Ordway Tead

Ordway Tead (10 September 1891 – November 1973)[1] was an American organizational theorist, adjunct professor of industrial relations at Columbia University, chair of the New York Board of Higher Education, and first president of the Society for Advancement of Management (SAM) in 1936–37.[2]

Personal

Tead was born in Somerville, Massachusetts the son of Edward Sampson (1852-1919) and Louise Moore Ordway (1858-1935) Tead.[3] In 1915 Tead married Clara Alberta Murphy (1891-1980), long term president of Briarcliff College and they had one daughter, Diana Tead Michaelis (1925 1981) who was an award-winning documentary filmmaker and public television producer.[4] Tead died in Westport, Connecticut in November 1973.[3]

Career

Tead attended Amherst College where he obtained his AB 1912. After his graduation he served as fellow of the Amherst College at Southend House, a settlement house in Boston, from 1912 to 1914. In 1915 he co-founded Valentine, Tead & Gregg, an industrial consultants' firm in Boston, Massachusetts.[5] In 1917 he accepted a position in the Bureau of Industrial Research in New York City. Following the U.S.A.'s entry into the First World War he ran the War Department's employment management course at Columbia University.
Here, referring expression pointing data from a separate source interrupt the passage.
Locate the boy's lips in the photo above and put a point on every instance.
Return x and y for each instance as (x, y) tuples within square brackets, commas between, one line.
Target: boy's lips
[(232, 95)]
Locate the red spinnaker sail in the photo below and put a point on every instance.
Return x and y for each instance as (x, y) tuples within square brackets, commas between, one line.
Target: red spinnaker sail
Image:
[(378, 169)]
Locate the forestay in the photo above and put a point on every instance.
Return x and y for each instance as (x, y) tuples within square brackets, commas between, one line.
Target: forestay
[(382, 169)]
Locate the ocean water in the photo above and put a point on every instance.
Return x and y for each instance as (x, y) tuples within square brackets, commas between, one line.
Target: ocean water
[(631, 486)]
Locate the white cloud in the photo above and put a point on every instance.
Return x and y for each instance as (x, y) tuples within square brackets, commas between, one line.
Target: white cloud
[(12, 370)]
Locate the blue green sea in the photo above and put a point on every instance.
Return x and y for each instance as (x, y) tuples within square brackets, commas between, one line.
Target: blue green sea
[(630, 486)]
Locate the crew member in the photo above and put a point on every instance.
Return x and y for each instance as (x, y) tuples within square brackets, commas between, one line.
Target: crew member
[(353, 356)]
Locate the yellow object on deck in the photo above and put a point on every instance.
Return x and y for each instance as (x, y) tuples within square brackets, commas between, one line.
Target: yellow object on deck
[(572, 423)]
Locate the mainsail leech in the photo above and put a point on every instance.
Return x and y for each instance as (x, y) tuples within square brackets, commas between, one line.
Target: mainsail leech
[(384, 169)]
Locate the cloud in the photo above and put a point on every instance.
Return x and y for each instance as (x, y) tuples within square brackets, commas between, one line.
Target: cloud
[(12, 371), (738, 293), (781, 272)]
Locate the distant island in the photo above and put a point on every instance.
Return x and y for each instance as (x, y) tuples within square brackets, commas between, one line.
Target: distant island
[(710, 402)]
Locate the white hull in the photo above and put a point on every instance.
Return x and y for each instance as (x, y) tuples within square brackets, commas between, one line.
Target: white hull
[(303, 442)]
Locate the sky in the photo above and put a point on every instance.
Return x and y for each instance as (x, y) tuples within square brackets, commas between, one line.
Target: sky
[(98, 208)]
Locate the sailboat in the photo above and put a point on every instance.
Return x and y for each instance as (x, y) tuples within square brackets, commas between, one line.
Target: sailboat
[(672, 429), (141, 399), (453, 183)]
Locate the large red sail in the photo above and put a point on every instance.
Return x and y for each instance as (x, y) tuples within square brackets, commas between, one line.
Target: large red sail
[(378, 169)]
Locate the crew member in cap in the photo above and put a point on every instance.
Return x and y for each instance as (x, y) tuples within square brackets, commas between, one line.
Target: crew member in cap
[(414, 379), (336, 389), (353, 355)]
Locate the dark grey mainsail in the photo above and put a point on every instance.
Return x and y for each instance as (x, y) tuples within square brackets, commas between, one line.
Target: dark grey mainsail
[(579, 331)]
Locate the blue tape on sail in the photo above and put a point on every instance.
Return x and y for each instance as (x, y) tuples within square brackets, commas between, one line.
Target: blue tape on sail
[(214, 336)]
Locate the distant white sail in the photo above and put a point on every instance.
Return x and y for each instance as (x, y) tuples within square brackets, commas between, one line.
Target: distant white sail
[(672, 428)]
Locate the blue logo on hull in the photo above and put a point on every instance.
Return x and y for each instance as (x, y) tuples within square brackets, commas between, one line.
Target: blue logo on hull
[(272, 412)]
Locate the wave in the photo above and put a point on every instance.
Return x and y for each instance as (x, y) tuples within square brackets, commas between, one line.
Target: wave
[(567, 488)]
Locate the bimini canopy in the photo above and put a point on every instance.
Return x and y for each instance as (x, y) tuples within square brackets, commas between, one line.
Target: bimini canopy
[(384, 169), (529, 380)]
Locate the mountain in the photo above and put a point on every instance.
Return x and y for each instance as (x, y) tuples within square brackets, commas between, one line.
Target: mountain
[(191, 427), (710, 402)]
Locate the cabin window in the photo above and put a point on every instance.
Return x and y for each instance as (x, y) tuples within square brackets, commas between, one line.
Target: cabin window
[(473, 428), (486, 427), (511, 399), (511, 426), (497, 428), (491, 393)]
Tead continued to teach at Columbia University from 1920 to 1950 and was adjunct professor of industrial relations until 1956. From 1938 to 1953 he was chair of the New York Board of Higher Education, where in 1941 he was involved in sacking any faculty staff who belonged to a Communist, Fascist or Nazi organization.[6]
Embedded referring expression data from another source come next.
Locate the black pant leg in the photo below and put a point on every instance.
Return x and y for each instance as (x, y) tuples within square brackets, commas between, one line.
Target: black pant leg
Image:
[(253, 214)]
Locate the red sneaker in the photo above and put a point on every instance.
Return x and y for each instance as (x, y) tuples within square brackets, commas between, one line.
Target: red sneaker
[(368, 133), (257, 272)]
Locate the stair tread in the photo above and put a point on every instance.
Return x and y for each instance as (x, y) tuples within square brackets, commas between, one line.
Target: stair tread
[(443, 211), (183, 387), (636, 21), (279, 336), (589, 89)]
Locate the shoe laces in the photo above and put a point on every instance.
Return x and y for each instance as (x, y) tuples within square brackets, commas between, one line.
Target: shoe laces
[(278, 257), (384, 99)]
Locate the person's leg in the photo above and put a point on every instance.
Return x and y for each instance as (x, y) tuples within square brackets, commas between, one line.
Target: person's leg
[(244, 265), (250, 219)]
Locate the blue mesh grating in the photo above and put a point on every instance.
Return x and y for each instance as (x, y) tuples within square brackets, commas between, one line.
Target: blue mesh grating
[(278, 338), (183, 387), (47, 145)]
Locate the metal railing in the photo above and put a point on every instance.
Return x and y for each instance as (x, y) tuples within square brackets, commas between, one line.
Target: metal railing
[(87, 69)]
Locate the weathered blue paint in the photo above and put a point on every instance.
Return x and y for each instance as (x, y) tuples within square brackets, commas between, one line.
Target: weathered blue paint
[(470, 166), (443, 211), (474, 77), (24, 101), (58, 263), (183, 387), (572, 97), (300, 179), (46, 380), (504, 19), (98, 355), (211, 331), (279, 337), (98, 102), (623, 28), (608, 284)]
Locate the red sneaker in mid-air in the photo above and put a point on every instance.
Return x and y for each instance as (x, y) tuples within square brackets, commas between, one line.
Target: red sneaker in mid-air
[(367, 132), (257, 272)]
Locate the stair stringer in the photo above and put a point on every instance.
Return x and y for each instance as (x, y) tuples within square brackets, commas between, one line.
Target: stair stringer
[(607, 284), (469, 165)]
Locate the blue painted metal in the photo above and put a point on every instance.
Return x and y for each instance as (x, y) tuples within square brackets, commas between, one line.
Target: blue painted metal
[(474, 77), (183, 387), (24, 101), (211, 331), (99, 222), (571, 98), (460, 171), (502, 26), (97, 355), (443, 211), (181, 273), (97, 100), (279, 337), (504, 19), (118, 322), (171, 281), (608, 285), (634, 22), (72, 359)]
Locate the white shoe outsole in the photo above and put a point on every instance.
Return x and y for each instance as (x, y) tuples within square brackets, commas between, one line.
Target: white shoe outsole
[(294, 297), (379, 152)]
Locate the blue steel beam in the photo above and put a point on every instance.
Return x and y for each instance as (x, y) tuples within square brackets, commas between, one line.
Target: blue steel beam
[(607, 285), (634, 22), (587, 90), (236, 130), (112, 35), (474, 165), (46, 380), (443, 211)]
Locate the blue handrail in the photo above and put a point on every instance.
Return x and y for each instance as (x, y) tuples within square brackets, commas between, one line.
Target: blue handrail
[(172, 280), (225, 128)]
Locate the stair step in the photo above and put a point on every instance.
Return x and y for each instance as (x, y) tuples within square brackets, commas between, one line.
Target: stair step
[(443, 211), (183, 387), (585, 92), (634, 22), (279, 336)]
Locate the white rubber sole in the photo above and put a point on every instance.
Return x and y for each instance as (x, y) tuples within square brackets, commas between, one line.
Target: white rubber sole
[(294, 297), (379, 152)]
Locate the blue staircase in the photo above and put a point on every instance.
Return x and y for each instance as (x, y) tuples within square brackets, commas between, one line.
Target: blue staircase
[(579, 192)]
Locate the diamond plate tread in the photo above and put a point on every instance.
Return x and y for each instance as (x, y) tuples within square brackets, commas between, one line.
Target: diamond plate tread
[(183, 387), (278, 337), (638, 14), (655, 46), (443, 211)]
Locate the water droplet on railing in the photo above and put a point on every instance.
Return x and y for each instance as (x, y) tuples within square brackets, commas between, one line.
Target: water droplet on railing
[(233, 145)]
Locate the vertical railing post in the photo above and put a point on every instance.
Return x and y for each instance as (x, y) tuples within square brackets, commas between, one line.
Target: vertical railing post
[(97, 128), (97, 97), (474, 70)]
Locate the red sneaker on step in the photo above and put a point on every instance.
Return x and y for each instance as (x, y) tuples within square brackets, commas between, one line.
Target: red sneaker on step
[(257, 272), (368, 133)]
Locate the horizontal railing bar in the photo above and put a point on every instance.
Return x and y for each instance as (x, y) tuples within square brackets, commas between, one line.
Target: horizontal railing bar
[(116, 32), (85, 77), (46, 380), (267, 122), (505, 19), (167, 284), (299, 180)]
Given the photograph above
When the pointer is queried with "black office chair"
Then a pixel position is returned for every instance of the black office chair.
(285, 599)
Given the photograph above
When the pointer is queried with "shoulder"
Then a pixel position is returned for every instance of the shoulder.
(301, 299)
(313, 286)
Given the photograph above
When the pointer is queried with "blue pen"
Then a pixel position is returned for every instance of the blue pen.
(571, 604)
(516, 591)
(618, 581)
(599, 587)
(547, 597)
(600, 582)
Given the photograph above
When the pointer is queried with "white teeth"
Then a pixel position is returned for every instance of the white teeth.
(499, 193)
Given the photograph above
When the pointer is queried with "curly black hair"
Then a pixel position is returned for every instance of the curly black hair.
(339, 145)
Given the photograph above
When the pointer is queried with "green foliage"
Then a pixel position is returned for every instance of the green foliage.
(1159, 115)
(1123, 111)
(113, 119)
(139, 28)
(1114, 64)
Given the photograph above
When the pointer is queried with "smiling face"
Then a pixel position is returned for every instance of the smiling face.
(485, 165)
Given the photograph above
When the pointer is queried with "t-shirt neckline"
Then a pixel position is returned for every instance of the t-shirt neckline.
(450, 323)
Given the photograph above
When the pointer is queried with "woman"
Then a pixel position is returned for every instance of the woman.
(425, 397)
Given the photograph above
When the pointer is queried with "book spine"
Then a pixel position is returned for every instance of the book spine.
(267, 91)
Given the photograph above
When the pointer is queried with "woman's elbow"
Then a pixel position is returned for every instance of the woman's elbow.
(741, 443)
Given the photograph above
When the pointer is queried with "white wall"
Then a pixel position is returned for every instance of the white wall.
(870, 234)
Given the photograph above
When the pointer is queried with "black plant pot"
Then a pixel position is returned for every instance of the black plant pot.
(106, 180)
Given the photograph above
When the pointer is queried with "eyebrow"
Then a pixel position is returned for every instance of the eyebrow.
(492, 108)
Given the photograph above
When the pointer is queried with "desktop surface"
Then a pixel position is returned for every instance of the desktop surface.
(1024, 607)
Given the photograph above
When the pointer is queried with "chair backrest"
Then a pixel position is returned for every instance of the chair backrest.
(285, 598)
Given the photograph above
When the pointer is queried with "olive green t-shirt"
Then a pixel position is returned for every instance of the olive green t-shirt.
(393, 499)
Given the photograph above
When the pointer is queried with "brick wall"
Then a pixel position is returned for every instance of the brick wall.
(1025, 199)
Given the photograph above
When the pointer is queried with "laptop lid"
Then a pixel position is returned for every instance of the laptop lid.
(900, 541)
In the year 1936-37 Tead served as first president of the Society for Advancement of Management (SAM) in 1936-37, where he was succeeded by William H. Gesell.[2]

From 1920 until his retirement in 1961 he worked in the publishing industry at both McGraw Hill and Harper & Row as an editor of business, social science and economics books.[3]

Contributions (partial)

Tead wrote some 21 books himself and authored numerous articles for professional publications. His book, The Art of Administration (1951) has been called his "magnum opus" where he contributed important insights on management and social philosophy.[7] Much ahead of his time, Tead was an early advocate of participative management and employee empowerment and argued for seeing employees as organizational stakeholders.[8] He was also an early proponent of corporate social responsibility arguing for the alignment of corporate aims with those of society and managers as agents of social change.[7]

Publications

Books, a selection

Articles, a selection

References

  1. MLW, "Tead, Ordway (1891–1973)," in: Encyclopedia of History of American Management, Morgen Witzel (ed.), 2005. p. 975
  2. S.A.M. Advanced Management Journal, Volume 53, 1988. p. 40
  3. Witzel, Morgen (2001). The biographical dictionary of management. Bristol: Thoemmes press. pp. 975–976. ISBN 978-1-85506-871-1.
  4. Times, Special to the New York (1981-12-18). "Diana T. Michaelis, Producer Of Movies and TV Programs". The New York Times. ISSN 0362-4331. Retrieved 2023-09-19.
  5. Proceedings of the Employment Managers' Conference, Philadelphia, Pa., April 2 and 3, 1917. U.S. Government Printing Office, 1917. p. 67.
  6. "DR. ORDWAY TEAD EDUCATOR, 82, DIES". The New York Times. 17 November 1973. Retrieved 14 July 2017 via NYTimes.com.
  7. Duncan, W. Jack (1989). Great ideas in management: lessons from the founders and foundations of managerial practice. Jossey-Bass management series. San Francisco: Jossey-Bass. pp. 140–144. ISBN 978-1-55542-122-9.
  8. O’Connor, Ellen S. (2001). "Back on the Way to Empowerment: The Example of Ordway Tead and Industrial Democracy". The Journal of Applied Behavioral Science. 37 (1): 15–32. doi:10.1177/0021886301371002. ISSN 0021-8863.